Os episódios envolvendo relações obscuras e escusas entre entes públicos e privados, principalmente com desfechos objetivados e caracterizados como atos de corrupção, revelados sobretudo pelas investigações da Lava Jato, têm fortalecido no setor empresarial a preocupação e necessidade de pautar as suas relações perseguindo e praticando valores, ética e princípios que primem pelo “interesse comum bem compreendido”.
Para isso, as empresas estão percebendo que não basta estar e ser legal, mas também tem que ter legitimidade nas suas ações e atitudes.
Isso significa que reputação, integridade e comportamento ético são cada vez mais vistos e tomados como componentes constitutivos de valor para a empresa, inclusive enquanto fonte de agregação de valor de mercado.
Nessa nova governança corporativa, que é o sistema pelo qual empresas e organizações são administradas, tem crescido a aplicação de um conceito-chave que se resume na expressão “compliance”
Empresas éticas e sintonizadas com valores tendem, por exemplo, a apresentar melhor desempenho em bolsas de valores, quando de capital aberto, mas também nas vendas e resultados em quaisquer outras formas de organização.
A isso dá-se o nome de boa governança corporativa.

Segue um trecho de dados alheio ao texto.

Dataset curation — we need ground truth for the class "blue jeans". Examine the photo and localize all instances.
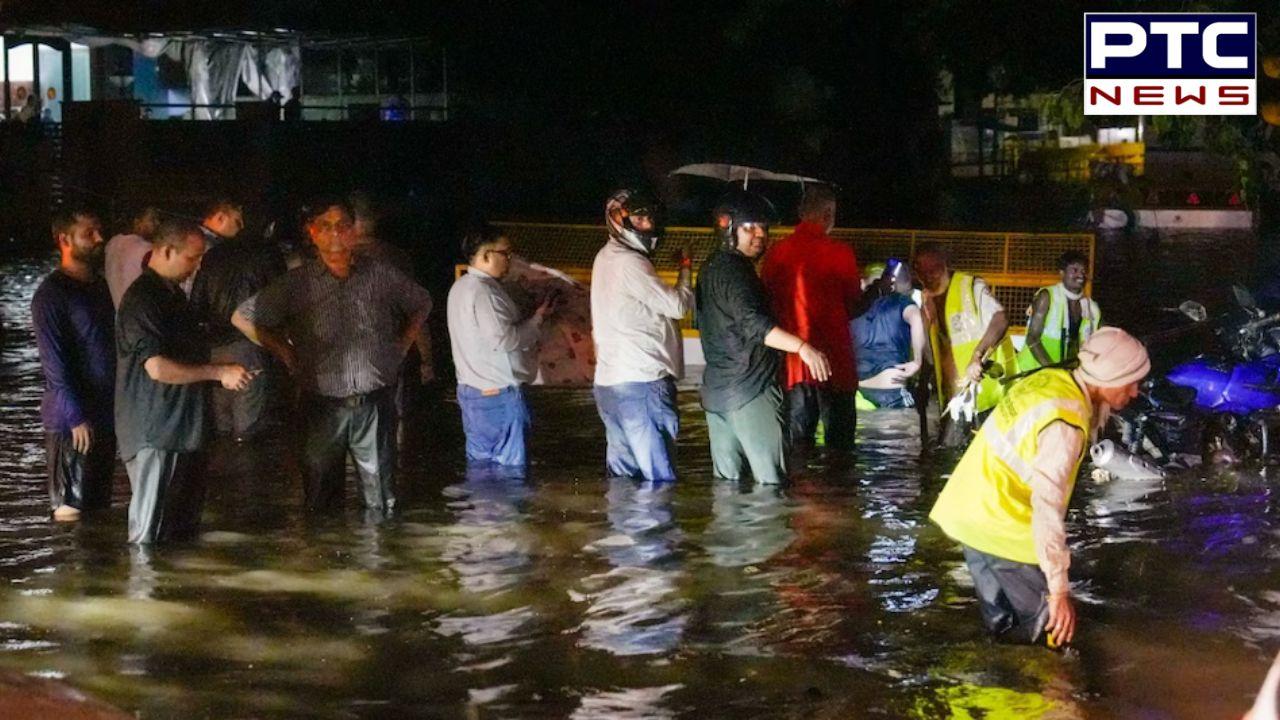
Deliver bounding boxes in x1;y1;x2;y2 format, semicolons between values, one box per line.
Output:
595;378;680;480
458;384;530;466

Nessa perspectiva, mais valor para a empresa combina, necessariamente, com mais valor também para a sociedade, entendendo-se, assim, que empresas são partes constitutivas e construtivas da sociedade.
Nessa nova governança corporativa, que é o sistema pelo qual empresas e organizações são administradas, tem crescido a aplicação de um conceito-chave que se resume na expressão “compliance”. Trata-se de uma palavra de domínio e uso quase universal e que não encontra tradução direta para o português. Simplificando, “compliance” significa compromisso com regras, propósitos, valores e princípios éticos. Mas também pode significar um conjunto de obrigações assumidas e naturalmente praticadas em todos os níveis de uma empresa ou organização.
Mas, não é somente o setor privado que vem aderindo a essa nova governança. Também o setor público, embora bem mais timidamente, também caminha na mesma direção. Isso tanto no sentido de exigir de seus fornecedores a explicitação e adesão a compromissos orientados pela ética, quanto também que firmem as suas próprias convicções de “compliances”.
Nesse aspecto, a Lei Federal 13.303, de 2016, direcionada às empresas públicas, intenta sobretudo reduzir ou mesmo neutralizar as influências políticas nas indicações de conselhos de administração e das diretorias executivas. Pelo menos para isso serviram as revelações propiciadas pela Lava Jato, com destaque para os eventos relacionados à Petrobras.